Ciência

Gêmeas siamesas unidas pela cabeça passam por última cirurgia de separação

Quarta cirurgia do processo de separação das irmãs acontecerá no sábado (27) e tem previsão de durar até 12 horas

Gêmeas nascidas com as cabeças unidas passam por cirurgia para separação (Hospital das Clínicas de Ribeirão Preto/Divulgação)

Gêmeas nascidas com as cabeças unidas passam por cirurgia para separação (Hospital das Clínicas de Ribeirão Preto/Divulgação)

LN

Letícia Naísa

Publicado em 26 de outubro de 2018 às 19h18.

São Paulo —  As gêmeas Maria Ysadora e Maria Ysabelle nasceram unidas pelo topo da cabeça. Aos dois anos de idade, as meninas nascidas em Patacas (CE) se preparam para passar por uma cirurgia que pretende separá-las completamente.

O procedimento vai acontecer no próximo sábado (27) no Hospital das Clínicas de Ribeirão Preto (SP) e tem previsão de durar até 12 horas. A cirurgia deverá permitir que as irmãs consigam crescer e se desenvolver individualmente.

Esta será a quarta e última cirurgia do processo de separação das gêmeas, que está sendo custeado pelo Sistema Único de Saúde (SUS). Nos Estados Unidos, um processo do tipo tem um custo de cerca de 1,5 milhão de dólares na rede privada. No Brasil, a estimativa é de que saia por cerca de um quarto deste valor.

O caso de Maria Ysadora e Maria Ysabelle é único no país. Na literatura médica, há cerca de 50 casos de gêmeos siameses no mundo que foram operados desde os anos 1950--nem todos com resultados positivos.

Casos de gêmeos unidos são raros. Casos de gêmeos unidos que podem ser operados são ainda mais raros. “A cada dois e meio milhões de nascimentos se tem um caso de gêmeos unidos pela cabeça. Além disso, a cada quatro gêmeos assim, somente um tem chance de ir para cirurgia, o que torna mais raro ainda o processo”, afirma Ricardo Santos, neurocirurgião que faz parte da equipe que acompanha as gêmeas.

Os casos que não podem ser operados têm ligações tão complexas entre os cérebros que tornam impossível o processo cirúrgico. Maria Ysadora e Maria Ysabelle não compartilham o mesmo cérebro e, por isso, podem ser operadas.

A expectativa para as irmãs cearenses é de que elas possam seguir com a vida normalmente, como qualquer criança da idade delas. “Como em toda cirurgia, existem riscos, mas elas não apresentaram problemas até agora”, afirma Santos.

O processo de separação foi dividido em quatro cirurgias para diminuir os riscos de sequelas, diz Santos. 80% dos cérebros, veias e artérias das irmãs já foram separados. O restante será separado em uma das quatro etapas da próxima operação.

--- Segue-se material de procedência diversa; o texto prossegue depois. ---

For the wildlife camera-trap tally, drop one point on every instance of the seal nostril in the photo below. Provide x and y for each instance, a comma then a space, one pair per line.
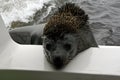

As três primeiras cirurgias separaram as gêmeas internamente. A primeira aconteceu em fevereiro, a segunda em abril e a terceira em agosto. A operação que acontecerá no próximo sábado foi dividida em quatro etapas: a primeira completará a separação interna, a segunda fará uma reconstrução da membrana que recobre o cérebro de cada menina, a terceira fará a reconstrução óssea e a última, reconstruirá o couro cabeludo.

“Separar de uma única vez é possível, mas o risco de complicações é muito maior do que quando se opta por cirurgias em etapas”, afirma. “Essa estratégia foi adotada para que elas pudessem se recuperar entre uma cirurgia e outra, você dá tempo para que cada cérebro possa se reorganizar dentro daquela vascularização”, diz Santos.

A equipe do Hospital das Clínicas contou com o apoio do cirurgião americano James Goodrich, especialista no assunto que já acompanhou mais de 30 casos parecidos. Além de neurocirurgiões e cirurgiões plásticos, há uma equipe multidisciplinar envolvida no caso composta por psicólogos, anestesistas, enfermeiros e profissionais administrativos do hospital.

O caso raro deverá render bons frutos para a literatura médica brasileira. “São muitas equipes que se envolveram na confecção de modelos tridimensionais, no aprendizado que existe por ser o caso único e até na forma como isso foi organizado com a equipe, isso com certeza levará a publicações do grupo que serão referências nesse tipo de problema”, afirma Santos.

Para o neurocirurgião, o sucesso do procedimento deixará uma mensagem positiva sobre o sistema público de saúde brasileiro. “Nossa medicina, apesar de todos os problemas que conhecemos, consegue encontrar soluções desde que bem gerenciado”, conclui Santos.